You shoot an arrow into the air. Two seconds later (2.00 {\rm s}) the arrow has gone straight upward to a height of 32.0 m above its launch point.
What is the initial velocity and how long did it take for the arrow to reach 16.0 m above the launch point?
This must be a repeat post; I recall answering it yesterday
To find the initial velocity and the time it takes for the arrow to reach a certain height, we can use the laws of motion under constant acceleration.
Let's start by finding the initial velocity. We can use the formula for displacement in vertical motion:
Δy = v₀t + (1/2)at²
where Δy is the displacement, v₀ is the initial velocity, t is the time, and a is the acceleration (in this case, due to gravity).
We are given that the arrow reaches a height of 32.0 m in 2.00 s. Plugging these values into the formula:
32.0 m = v₀(2.00 s) + (1/2)(9.8 m/s²)(2.00 s)²
Simplifying the equation:
32.0 m = 2.00v₀ + (1/2)(9.8 m/s²)(4.00 s²)
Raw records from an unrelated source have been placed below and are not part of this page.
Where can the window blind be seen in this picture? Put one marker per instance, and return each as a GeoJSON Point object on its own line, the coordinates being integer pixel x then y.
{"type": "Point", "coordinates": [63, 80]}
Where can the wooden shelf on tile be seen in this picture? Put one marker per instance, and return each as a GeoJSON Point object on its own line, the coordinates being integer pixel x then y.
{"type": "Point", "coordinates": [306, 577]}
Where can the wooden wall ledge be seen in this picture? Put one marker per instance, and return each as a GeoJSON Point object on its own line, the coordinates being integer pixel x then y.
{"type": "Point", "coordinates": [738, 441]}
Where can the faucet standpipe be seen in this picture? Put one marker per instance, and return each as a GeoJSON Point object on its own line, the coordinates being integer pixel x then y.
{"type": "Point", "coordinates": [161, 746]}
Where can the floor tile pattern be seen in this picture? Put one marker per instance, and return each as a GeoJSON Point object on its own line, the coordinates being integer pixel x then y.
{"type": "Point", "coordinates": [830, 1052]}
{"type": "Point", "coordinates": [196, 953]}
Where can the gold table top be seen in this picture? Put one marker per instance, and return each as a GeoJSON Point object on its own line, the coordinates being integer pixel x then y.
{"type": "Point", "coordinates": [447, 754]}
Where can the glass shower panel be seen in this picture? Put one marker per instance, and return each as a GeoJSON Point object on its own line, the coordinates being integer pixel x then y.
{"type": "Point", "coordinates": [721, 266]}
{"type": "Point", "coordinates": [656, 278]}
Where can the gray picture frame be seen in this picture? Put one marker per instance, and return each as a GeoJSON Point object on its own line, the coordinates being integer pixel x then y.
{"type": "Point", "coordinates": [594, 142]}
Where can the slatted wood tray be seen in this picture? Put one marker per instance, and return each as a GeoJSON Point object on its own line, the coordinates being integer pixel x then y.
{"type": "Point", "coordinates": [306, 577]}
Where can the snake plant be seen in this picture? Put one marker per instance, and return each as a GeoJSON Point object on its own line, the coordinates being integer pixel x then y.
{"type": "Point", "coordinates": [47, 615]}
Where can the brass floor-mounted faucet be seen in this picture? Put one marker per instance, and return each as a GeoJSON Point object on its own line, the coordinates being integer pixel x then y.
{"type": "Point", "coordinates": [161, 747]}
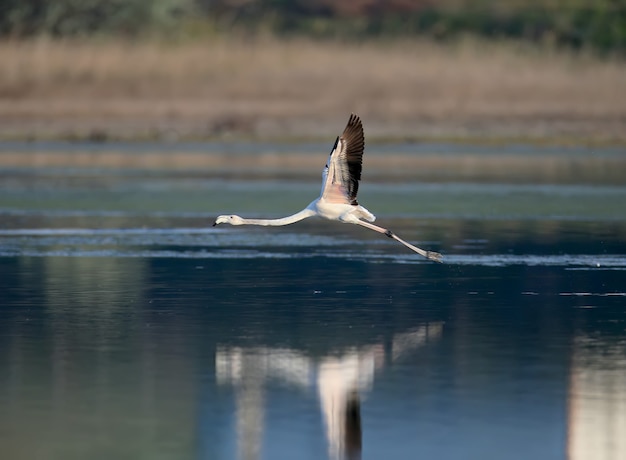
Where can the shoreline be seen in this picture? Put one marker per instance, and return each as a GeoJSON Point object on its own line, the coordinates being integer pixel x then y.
{"type": "Point", "coordinates": [303, 89]}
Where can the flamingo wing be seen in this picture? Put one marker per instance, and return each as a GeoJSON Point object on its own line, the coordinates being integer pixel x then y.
{"type": "Point", "coordinates": [342, 173]}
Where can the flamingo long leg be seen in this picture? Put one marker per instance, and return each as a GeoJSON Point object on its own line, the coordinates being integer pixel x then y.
{"type": "Point", "coordinates": [431, 255]}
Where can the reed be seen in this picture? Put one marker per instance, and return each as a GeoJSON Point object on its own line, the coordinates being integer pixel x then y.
{"type": "Point", "coordinates": [268, 87]}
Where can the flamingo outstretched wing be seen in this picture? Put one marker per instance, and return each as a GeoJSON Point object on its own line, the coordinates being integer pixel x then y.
{"type": "Point", "coordinates": [340, 179]}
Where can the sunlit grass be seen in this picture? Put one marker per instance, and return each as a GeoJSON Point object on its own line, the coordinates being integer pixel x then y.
{"type": "Point", "coordinates": [268, 87]}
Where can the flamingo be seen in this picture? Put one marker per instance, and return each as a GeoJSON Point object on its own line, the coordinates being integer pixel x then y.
{"type": "Point", "coordinates": [340, 184]}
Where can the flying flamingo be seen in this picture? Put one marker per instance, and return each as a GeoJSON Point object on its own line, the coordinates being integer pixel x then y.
{"type": "Point", "coordinates": [340, 184]}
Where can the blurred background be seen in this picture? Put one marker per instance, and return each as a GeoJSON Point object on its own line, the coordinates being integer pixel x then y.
{"type": "Point", "coordinates": [196, 69]}
{"type": "Point", "coordinates": [131, 328]}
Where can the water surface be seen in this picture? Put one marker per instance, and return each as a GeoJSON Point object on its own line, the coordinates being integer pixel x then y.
{"type": "Point", "coordinates": [130, 328]}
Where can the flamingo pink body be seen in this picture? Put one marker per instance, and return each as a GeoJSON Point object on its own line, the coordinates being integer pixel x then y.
{"type": "Point", "coordinates": [340, 184]}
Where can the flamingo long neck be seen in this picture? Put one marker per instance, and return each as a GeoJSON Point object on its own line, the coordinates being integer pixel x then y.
{"type": "Point", "coordinates": [282, 221]}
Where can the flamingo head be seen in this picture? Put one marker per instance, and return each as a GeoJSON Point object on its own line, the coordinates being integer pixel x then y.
{"type": "Point", "coordinates": [228, 219]}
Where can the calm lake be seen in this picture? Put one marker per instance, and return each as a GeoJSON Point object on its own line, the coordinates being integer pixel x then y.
{"type": "Point", "coordinates": [131, 328]}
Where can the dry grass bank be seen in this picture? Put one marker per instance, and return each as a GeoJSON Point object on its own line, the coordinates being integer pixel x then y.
{"type": "Point", "coordinates": [270, 88]}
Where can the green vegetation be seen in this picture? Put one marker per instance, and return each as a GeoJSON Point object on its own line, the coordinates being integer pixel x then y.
{"type": "Point", "coordinates": [599, 25]}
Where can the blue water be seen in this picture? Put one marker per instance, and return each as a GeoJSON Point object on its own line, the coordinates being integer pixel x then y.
{"type": "Point", "coordinates": [139, 331]}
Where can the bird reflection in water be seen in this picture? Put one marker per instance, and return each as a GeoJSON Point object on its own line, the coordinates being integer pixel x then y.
{"type": "Point", "coordinates": [342, 379]}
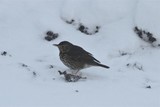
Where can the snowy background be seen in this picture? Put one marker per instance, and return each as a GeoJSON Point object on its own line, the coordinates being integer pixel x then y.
{"type": "Point", "coordinates": [28, 71]}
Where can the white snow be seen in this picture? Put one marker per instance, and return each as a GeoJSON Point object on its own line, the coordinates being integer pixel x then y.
{"type": "Point", "coordinates": [23, 24]}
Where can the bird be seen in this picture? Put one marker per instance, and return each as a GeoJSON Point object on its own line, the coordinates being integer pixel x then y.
{"type": "Point", "coordinates": [75, 57]}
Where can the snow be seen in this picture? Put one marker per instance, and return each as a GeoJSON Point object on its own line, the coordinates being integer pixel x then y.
{"type": "Point", "coordinates": [134, 64]}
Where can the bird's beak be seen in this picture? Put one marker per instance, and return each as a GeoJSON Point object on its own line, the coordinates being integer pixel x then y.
{"type": "Point", "coordinates": [55, 45]}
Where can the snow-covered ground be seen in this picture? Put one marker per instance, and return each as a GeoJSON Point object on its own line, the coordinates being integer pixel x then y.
{"type": "Point", "coordinates": [27, 78]}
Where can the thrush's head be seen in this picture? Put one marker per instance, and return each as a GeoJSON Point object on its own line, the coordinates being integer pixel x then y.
{"type": "Point", "coordinates": [64, 46]}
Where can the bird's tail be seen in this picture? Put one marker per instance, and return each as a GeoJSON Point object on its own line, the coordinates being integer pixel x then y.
{"type": "Point", "coordinates": [104, 66]}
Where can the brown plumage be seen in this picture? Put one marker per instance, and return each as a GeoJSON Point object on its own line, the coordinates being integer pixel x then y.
{"type": "Point", "coordinates": [75, 57]}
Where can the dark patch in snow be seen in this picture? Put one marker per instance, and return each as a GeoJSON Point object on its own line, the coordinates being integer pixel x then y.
{"type": "Point", "coordinates": [135, 65]}
{"type": "Point", "coordinates": [5, 53]}
{"type": "Point", "coordinates": [70, 21]}
{"type": "Point", "coordinates": [149, 87]}
{"type": "Point", "coordinates": [76, 91]}
{"type": "Point", "coordinates": [83, 28]}
{"type": "Point", "coordinates": [146, 36]}
{"type": "Point", "coordinates": [51, 66]}
{"type": "Point", "coordinates": [34, 73]}
{"type": "Point", "coordinates": [51, 35]}
{"type": "Point", "coordinates": [123, 53]}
32.0 m = 2.00v₀ + 19.6 m/s²(4.00 s²)
32.0 m = 2.00v₀ + 78.4 m
-78.4 m = 2.00v₀
v₀ = -39.2 m/s
Therefore, the initial velocity of the arrow is -39.2 m/s. Note that the negative sign indicates that the arrow was shot upwards.
Now, let's find the time it takes for the arrow to reach 16.0 m above the launch point. We'll again use the formula for displacement, but this time the displacement is 16.0 m:
16.0 m = v₀t + (1/2)(9.8 m/s²)t²
Since we've already found the value of v₀, we can substitute it:
16.0 m = (-39.2 m/s)t + (1/2)(9.8 m/s²)t²
Rearranging the equation:
(1/2)(9.8 m/s²)t² - (-39.2 m/s)t + 16.0 m = 0
Now we have a quadratic equation in the form of at² + bt + c = 0. We can solve it using the quadratic formula:
t = (-b ± √(b² - 4ac)) / (2a)
Plugging in the values:
t = [-(39.2 m/s) ± √((39.2 m/s)² - 4(1/2)(9.8 m/s²)(16.0 m))] / [2(1/2)(9.8 m/s²)]
Simplifying the equation:
t = [-(39.2 m/s) ± √(1536.64 m²/s² + 3136 m²)] / (2(4.9 m/s²))
t = [-(39.2 m/s) ± √(4672.64 m²)] / (9.8 m/s²)
t = [-(39.2 m/s) ± 68.32 m] / (9.8 m/s²)
We have two possible solutions for t:
t₁ = [-(39.2 m/s) + 68.32 m] / (9.8 m/s²) ≈ 3.21 s
t₂ = [-(39.2 m/s) - 68.32 m] / (9.8 m/s²) ≈ -11.80 s
Since time cannot be negative in this context, we discard the negative solution. Hence, the time it takes for the arrow to reach 16.0 m above the launch point is approximately 3.21 s.